Levels of scientific culture are associated to a mass of social phenomena, according to the literature, ranging from economic measures (i.e., innovation rates, development) to sociopolitical indicators, such as political participation and inequality. Not surprisingly, a country’s level of scientific culture, for instance as measured by the 2015 PISA assessment, is strongly associated to this country’s level of science education and normally quality of educational resources produced in this country. From one direction, this means that the lower the level of scientific culture in a country the lower the quality of educational books, magazines, websites and so on that will be produced or available in this country. A recent study has indicated that a country's level of scientific culture is also associated to the quality of contributions from this country to the electronic encyclopedia Wikipedia.
The figure for Brazil in the 2015 PISA assessment is consistent to previous general reports: the country has a high percentage of low achievers and a low rate of top performers in the three areas being assessed —Science, Reading and Mathematics—, in comparison to other countries. Fine-grained PISA reports, not yet available for 2015, have indicated that results from Brazil are strongly correlated to socioeconomic factors.
PISA assessments are not failproof, nevertheless they are a relevant indicator to structural challenges institutions that work on scientific dissemination face. The Research, Innovation and Dissemination Center for Neuromathematics (RIDC NeuroMat) was created by the São Paulo Research Foundation (FAPESP) among other strategic goals to “contribute effectively to scientific dissemination in its area of expertise”, improving scientific education, interacting with schools and broader audiences. This means that NeuroMat is mandated to strive for disseminating the edge of fields such as Statistics, Probability and Computational neuroscience in a country that has a consistent gap in basic mathematical knowledge and high levels of innumeracy.
Since 2014, NeuroMat has led an initiative to improve scientific content on Wikimedia projects, especially Wikipedia in Portuguese. This initiative was framed as “a call to duty,” to the extent that it recognized that this electronic encyclopedia, one the ten most visited websites in the world, is a go-to reference for educational purposes. The conjecture that this initiative relies on is: It is plausible that levels of scientific culture have an impact on the quality of contributions to scientific entries on Wikipedias of all languages; yet, what is the expected impact of the quality of Wikipedia scientific entries, as an open educational resource, to the level of scientific culture.
The conjecture that one could rely on Wikimedia projects to improve scientific culture has been a general perspective for a sequence of initiatives on these projects by the RIDC NeuroMat, especially Wikipedia in Portuguese. These initiatives have been associated to graduate and undergraduate students, coordinated by professors and researchers from the RIDC, and have relied on formal partnerships, for instance, with the User Group Wikimedia in Brazil and University of São Paulo museums.
The NeuroMat scientific dissemination team has led an initiative of opening to a free web platform, Wikimedia Commons, collections of two university museums, the Museum of Veterinary Anatomy and the Museum of Mathematics, alia Matemateca. To open collections means that images and associated educational resources of museums have been systematically uploaded to Wikimedia Commons. Around 200 files have been added through this initiative alone; which are part of the 1,354 files (as of January 30) the NeuroMat scientific dissemination team has uploaded to this open platform. In December, 2016, files uploaded in this initiative were viewed 5,051,089 times.

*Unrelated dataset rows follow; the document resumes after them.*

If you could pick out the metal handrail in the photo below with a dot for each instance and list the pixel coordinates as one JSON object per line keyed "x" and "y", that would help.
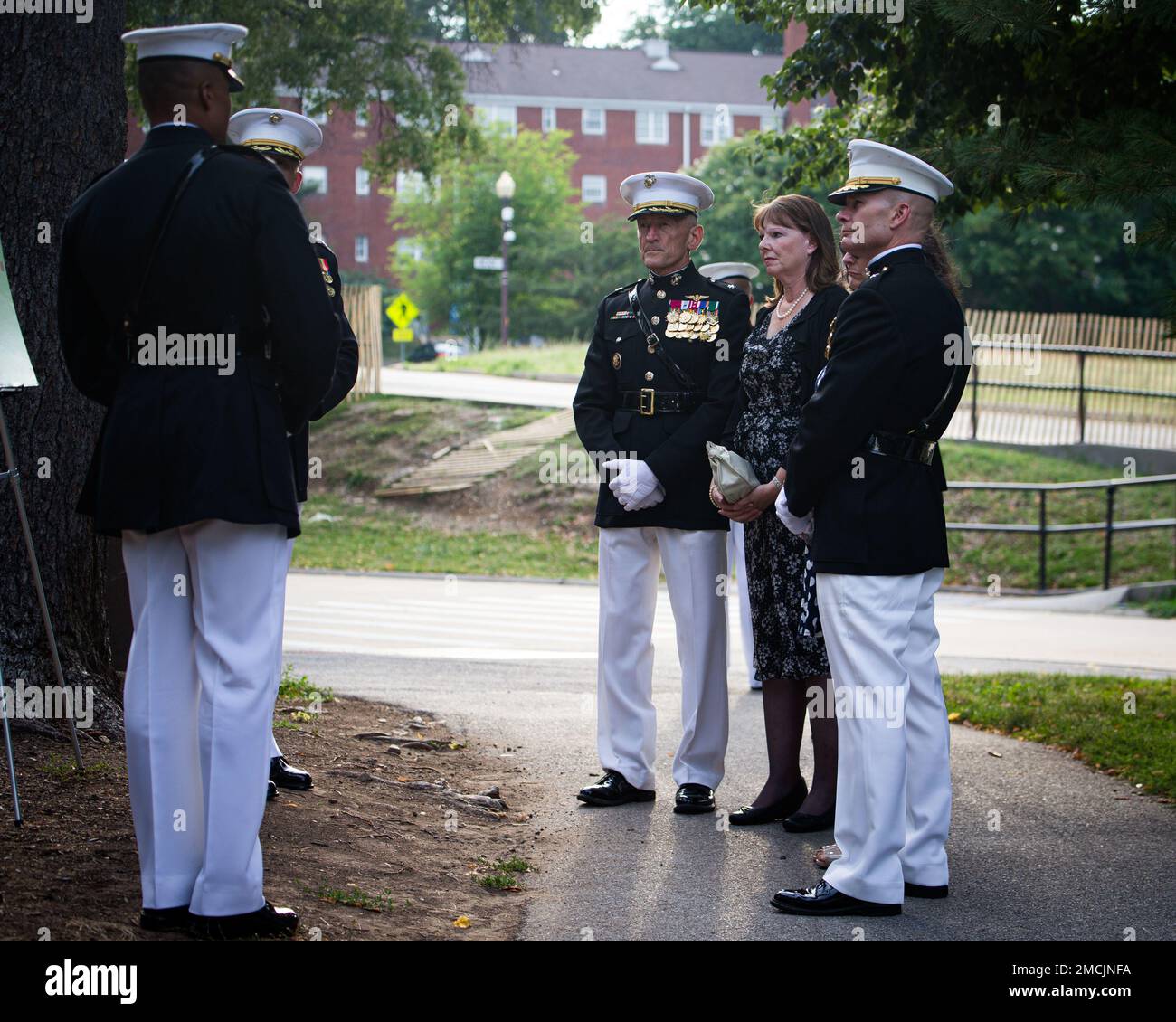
{"x": 1043, "y": 529}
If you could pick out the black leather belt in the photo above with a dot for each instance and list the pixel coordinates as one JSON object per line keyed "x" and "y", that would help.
{"x": 905, "y": 446}
{"x": 650, "y": 402}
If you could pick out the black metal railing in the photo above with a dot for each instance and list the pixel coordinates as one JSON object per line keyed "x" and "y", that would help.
{"x": 1043, "y": 529}
{"x": 1070, "y": 390}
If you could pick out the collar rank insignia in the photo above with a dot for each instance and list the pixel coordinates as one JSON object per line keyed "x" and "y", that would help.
{"x": 692, "y": 320}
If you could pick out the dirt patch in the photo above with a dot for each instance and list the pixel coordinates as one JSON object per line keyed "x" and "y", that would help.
{"x": 381, "y": 438}
{"x": 377, "y": 830}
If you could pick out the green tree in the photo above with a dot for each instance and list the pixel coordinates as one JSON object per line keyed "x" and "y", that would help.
{"x": 348, "y": 52}
{"x": 690, "y": 26}
{"x": 1024, "y": 102}
{"x": 1057, "y": 260}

Around 2,000,000 bytes of information on science have been added as of January 30 to Wikipedias in Portuguese and in English. These contributions have ranged from small changes in already existing entries or the creation of new content, as the control table of content production describes. Six entries that were produced in this context have been considered among the best content available on Wikipedia in Portuguese: Lei dos Grandes Números, Variável aleatória, Distribuição de probabilidade, Média, Mediana and Moda. These entries are illustrated by imagens and videos produced within the RIDC and also have an audible version.
In parallel to content production initiatives, NeuroMat set up in December a training on scientific dissemination via collaborative, digital platforms, that was offered to graduate and undergraduate students at the University of São Paulo. The training has been made available publicly on Wikiversity. A special educational resource for editing on scientific topics on Wikipedia is also been designed and will be made available.
Research and outreach
Content production and educational initiatives pertaining to Wikimedia projects have been associated to research and outreach activities by the NeuroMat scientific dissemination team. Five journal and conference papers on the potentials of these projects for education and scientific dissemination were produced, available on Wikiversity.
Special events to propagate the idea that Wikipedia can be used for scientific dissemination were organized. These events are normally called edit-a-thons; one was held in 2015, two were done in 2016. On March 13, NeuroMat will hold an edit-a-thon on Neuroscience and Mathematics. In this occasion, NeuroMat will also host a conference by LiAnna Davis, a director of the Wiki Education Foundation, who has managed a yearlong program to improve scientific culture in North America with the direct participation of dozens of universities and thousands of students (details to be announced).